American Sheep
Industry Association

9785 Maroon Circle, # 360
Englewood,CO 80112-2692

Phone 303 771 3500
Fax 303 771 8200
amy@sheepusa.org
Applying the Concepts of Targeted Grazing

(March 1, 2008)  Efforts promoting the value of livestock as a tool to manage unwanted vegetation are bearing fruit.

Both the House and the Senate versions of the 2007 Farm Bill contain language permitting targeted grazing of invasive species on land enrolled in the Conservation Reserve Program (CRP). And leaders from federal land-management agencies acknowledge that livestock grazing can provide a crucial service in maintaining healthy landscapes.

“We will have grazing on CRP for invasive species,” Fran Boyd, senior vice president at Meyers & Associates, told the ASI Prescribed Grazing Committee in Las Vegas. “The targeted grazing brochure and handbook were very helpful as were some of the people from the West in getting this done.”

Among those from the West were Idaho producer, Margaret Soulen Hinson, and Texas rangeland specialist, John Walker, Ph.D. They visited Washington to promote the value of grazing, including a meeting with the Inter-Agency Range Research Group, which represents several federal agencies.

“Everybody we talked to was very interested,” said Walker. “People in the Forest Service understand that grazing works, but they’re often in a position of having to defend it. They need success stories on where it’s been used.”

Janette Kaiser, director of rangeland programs for the U.S. Forest Service, said targeted herbivory is a superior way to manage vegetation, cheaper and more environmentally sensitive than chemicals.

“I’m really pleased with the results of your efforts on targeted grazing,” said Kaiser. “It’s helping us to manage the land better and helping everybody understand that there’s a reason to have livestock on public land.”

Hinson, acknowledging support from high levels, said, “The trick is to see how we can get this directed down to the field.”

That effort should be enhanced by three workshops planned this spring for field-level personnel from the Bureau of Land Management (BLM), Forest Service and Natural Resource Conservation Service (NRCS) and producers.

“As we get some of these ground-level people in the workshops on targeted grazing, we’ll get more engagement in this,” said Maine producer, Brant Miller, chair of the Prescribed Grazing Committee.

The workshops are planned for late March in New Mexico and mid-April in Pennsylvania and Idaho.

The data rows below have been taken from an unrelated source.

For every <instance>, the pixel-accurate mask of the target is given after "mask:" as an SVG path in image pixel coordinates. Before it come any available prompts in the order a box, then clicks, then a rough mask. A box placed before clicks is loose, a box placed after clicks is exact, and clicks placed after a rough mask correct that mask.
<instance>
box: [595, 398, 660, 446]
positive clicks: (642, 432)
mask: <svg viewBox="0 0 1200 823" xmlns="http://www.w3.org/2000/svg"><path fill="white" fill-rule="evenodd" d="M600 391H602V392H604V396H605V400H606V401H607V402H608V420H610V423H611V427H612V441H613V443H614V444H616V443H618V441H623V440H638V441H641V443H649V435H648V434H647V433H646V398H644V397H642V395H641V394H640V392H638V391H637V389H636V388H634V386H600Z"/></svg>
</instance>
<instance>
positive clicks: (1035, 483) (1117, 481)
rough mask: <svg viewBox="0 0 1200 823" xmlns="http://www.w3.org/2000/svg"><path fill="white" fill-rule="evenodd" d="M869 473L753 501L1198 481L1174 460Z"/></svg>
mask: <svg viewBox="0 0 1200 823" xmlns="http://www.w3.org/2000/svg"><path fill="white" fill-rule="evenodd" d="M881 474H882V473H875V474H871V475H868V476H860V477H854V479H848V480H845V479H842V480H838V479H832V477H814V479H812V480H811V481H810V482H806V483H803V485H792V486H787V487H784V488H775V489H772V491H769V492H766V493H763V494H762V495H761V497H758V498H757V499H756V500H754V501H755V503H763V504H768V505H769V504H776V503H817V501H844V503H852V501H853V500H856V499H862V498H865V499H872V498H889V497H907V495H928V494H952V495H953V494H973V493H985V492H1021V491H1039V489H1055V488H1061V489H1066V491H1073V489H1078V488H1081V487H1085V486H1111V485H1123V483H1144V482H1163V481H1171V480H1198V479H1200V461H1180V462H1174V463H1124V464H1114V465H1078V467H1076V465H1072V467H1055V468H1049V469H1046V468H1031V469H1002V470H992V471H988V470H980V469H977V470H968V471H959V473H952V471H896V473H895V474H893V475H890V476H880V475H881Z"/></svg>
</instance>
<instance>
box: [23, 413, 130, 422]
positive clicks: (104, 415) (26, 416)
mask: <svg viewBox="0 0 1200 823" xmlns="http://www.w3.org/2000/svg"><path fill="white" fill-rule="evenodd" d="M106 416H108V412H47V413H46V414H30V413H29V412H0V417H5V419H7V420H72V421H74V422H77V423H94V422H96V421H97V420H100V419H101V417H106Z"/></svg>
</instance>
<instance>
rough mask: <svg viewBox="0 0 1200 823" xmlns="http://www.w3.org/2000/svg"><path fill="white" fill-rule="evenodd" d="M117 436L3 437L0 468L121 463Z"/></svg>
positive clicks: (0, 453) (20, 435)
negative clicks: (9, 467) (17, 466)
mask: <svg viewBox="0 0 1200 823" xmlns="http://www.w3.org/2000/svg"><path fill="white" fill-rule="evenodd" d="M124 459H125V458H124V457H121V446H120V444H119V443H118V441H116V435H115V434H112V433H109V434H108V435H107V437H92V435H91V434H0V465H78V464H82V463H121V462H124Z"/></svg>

They are part of completing a $100,000 NRCS grant on Biocontrol of Invasive Plants with Sheep and Goats.

Some other developments of the grant include the posting of the targeted grazing handbook to ASI’s Web site, and a draft syllabus, based on the handbook, has been created and posted to the web as well. The advantage of the online syllabus is that it can be continually reviewed and updated to provide the latest information.

“It’s a living document that can be continually updated,” Miller said.

Some of the new information will include results from two current research projects funded under the NRCS grant.

One project is targeting knapweed using sheep along the Madison River in Montana, located on BLM, Fish and Game and private land that includes 28 landowners. Montana weed specialist, Rodney Kott, who is working on the project, said that when the project started, knapweed covered 60 percent to 70 percent of the area. Now, the site is 64 percent grass and only 6 percent knapweed.

“We’ve moved from a knapweed-dominated landscape to one dominated by forage,” said Kott.

The second project, grazing goats on yellow starthistle in Idaho, is showing promising results in reducing the invasive weed.

The NRCS grant calls for a third research project, which has yet to get off the ground. Miller said he would like to see the project target the Midwest or East.

Additional projects on the drawing board for targeted grazing include: 

  • develop contract grazer certification;
  • craft protocols for monitoring plants targeted for grazing;
  • develop best management practices on various plant species; and
  • put together information that compares the economics of targeted grazing with other vegetation management practices.